Dieser spontanen Tendenz
des unreflektierten Bewußtseins, Schwierigkeiten durch subjektive Schuldzuweisungen
zu verarbeiten, kommt die Ideologie des Liberalismus entgegen: hat sie doch
die Frage nach den Ursachen sozialer Probleme grundsätzlich subjektiviert.
Die herrschende Ordnung des gesellschaftlichen Systems ist für sie zum
Dogma einer Naturgesetzlichkeit außerhalb jeder Bewertungsmöglichkeit
erhoben worden die Kausalität negativer Erfahrungen kann daher immer nur
auf die Subjekte in ihrem unmittelbaren Dasein zurückfallen. An seinem
privaten Unglück oder Mißerfolg ist jeder selbst schuld, aber auch
gesellschaftliche Krisen und Katastrophen können nur von subjektiv schuldigen
Personen oder Gruppen verursacht sein. Nie kann das System selber der Fehler
sein, sondern immer hat irgend jemand Fehler oder gar Verbrechen begangen.
Diese Betrachtungsweise
ist zutiefst irrational, aber für das Bewußtsein entlastend, weil
es sich dann nicht mehr die Mühe machen muß, die Bedingungen der
eigenen Existenz kritisch zu prüfen. Ihrem Wesen nach unpersönliche
Probleme der gesellschaftlichen Struktur und ihrer Entwicklung werden mit bestimmten
Personen, sozialen Gruppen etc. identifiziert oder auf diese symbolisch abgeladen.
Im Alten Testament der Bibel ist dieser Mechanismus beschrieben als Funktion
des "Sündenbocks", auf den die Gesellschaft symbolisch ihre Sünden
überträgt und ihn dann in die Wüste jagt. Diese Methode der oberflächlichen
Personalisierung von Problemen und Desastern kann zwei Wege einschlagen.
Der erste besteht darin,
die Individuen der jeweiligen Gruppe oder Institution selber anzuklagen. Entweder
werden die leitenden Personen und Gremien vom Fußvolk als unfähige
Versager denunziert oder diese drehen den Spieß um und bezichtigen das
Fußvolk, es sei leistungsschwach, habe sich nicht genügend am Riemen
gerissen usw. In der modernen Politik ist ein derartiger Mechanismus von Schuldzuweisungen
geradezu das Prinzip der Funktionsweise. Das Volk beschimpft die Politiker und
die Politiker beschimpfen das Volk. Ebenso führt bekanntlich jede oppositionelle
politische Partei gesellschaftliche Probleme nie auf das System der Politik
als solches und die zugrunde liegende Produktionsweise zurück, sondern
immer nur darauf, daß sich ihre Konkurrenten am Ruder des Staates befinden
und eine "schlechte Politik" machen.
Die zweite Methode ist
noch wesentlich irrationaler und gefährlicher. Die gesellschaftlichen Schwierigkeiten
werden dabei generell auf eine oder mehrere Gruppen von Personen projiziert,
die das schlechthin Böse symbolisieren und als universelles Feindbild herhalten
müssen. Alle Ideologien, die laut Marx immer ein "falsches Bewußtsein"

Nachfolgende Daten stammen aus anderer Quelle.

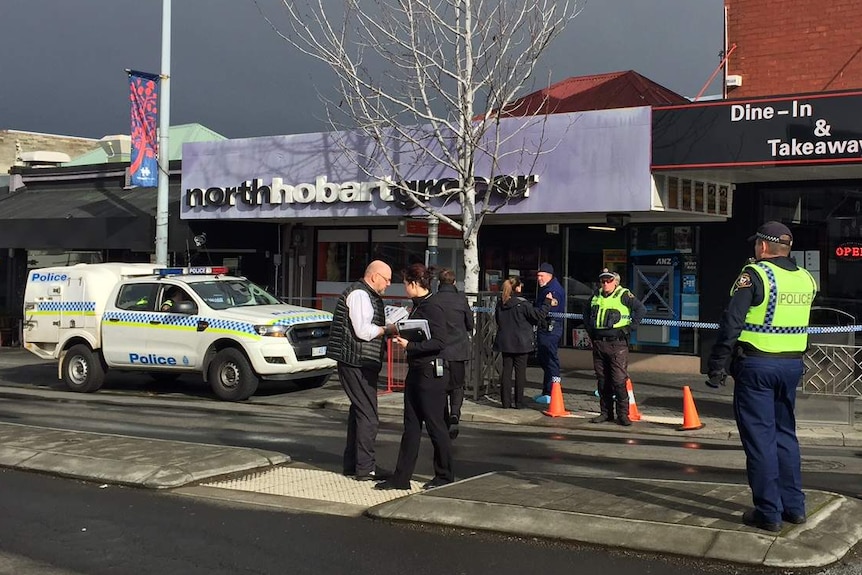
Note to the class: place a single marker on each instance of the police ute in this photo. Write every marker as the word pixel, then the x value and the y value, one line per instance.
pixel 168 322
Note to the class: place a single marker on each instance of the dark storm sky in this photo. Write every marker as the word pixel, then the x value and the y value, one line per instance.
pixel 62 61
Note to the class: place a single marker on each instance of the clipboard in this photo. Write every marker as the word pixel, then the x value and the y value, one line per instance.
pixel 414 329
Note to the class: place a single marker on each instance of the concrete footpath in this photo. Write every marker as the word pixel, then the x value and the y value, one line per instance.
pixel 687 518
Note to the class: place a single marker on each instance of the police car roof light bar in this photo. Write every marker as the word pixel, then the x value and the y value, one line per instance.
pixel 206 270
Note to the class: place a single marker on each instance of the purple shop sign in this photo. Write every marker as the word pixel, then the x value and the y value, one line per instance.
pixel 563 163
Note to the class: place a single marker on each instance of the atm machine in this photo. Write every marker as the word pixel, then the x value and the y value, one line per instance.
pixel 657 282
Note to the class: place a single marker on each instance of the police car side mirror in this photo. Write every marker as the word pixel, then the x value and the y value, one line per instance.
pixel 185 307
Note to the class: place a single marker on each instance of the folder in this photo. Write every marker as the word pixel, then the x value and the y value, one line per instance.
pixel 414 329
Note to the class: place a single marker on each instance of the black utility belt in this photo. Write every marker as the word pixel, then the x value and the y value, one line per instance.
pixel 742 352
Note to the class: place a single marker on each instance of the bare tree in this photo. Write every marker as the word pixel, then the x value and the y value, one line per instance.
pixel 425 80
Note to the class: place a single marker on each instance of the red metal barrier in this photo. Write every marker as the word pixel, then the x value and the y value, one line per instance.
pixel 396 366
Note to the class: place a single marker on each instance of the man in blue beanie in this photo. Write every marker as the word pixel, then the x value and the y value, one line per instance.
pixel 550 331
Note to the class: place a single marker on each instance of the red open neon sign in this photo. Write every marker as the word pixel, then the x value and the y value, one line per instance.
pixel 849 251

darstellen, also ein Zerrbild der Wirklichkeit, operieren in der einen oder
anderen Weise mit solchen personalisierenden Feindbildern. Ist der Liberalismus
als moderne Ur-Ideologie bei seiner Suche nach den Schuldigen relativ pragmatisch
und an wechselnden charakterlichen Eigenschaften orientiert (z.B. die "unvernünftigen
Ansprüche" und die Faulheit der Armen, die "schlechte Erziehung" der Kriminellen
usw.), so haben sich die aus dem Liberalismus später hervorgegangenen Weltanschauungen
stärker auf eindimensionale Feindbilder festgelegt. Die bösartigste
und folgenreichste dieser gesellschaftlichen Wahnideen ist wohl der moderne
Antisemitismus, der im Massenmord der Nazis an den Juden gipfelte.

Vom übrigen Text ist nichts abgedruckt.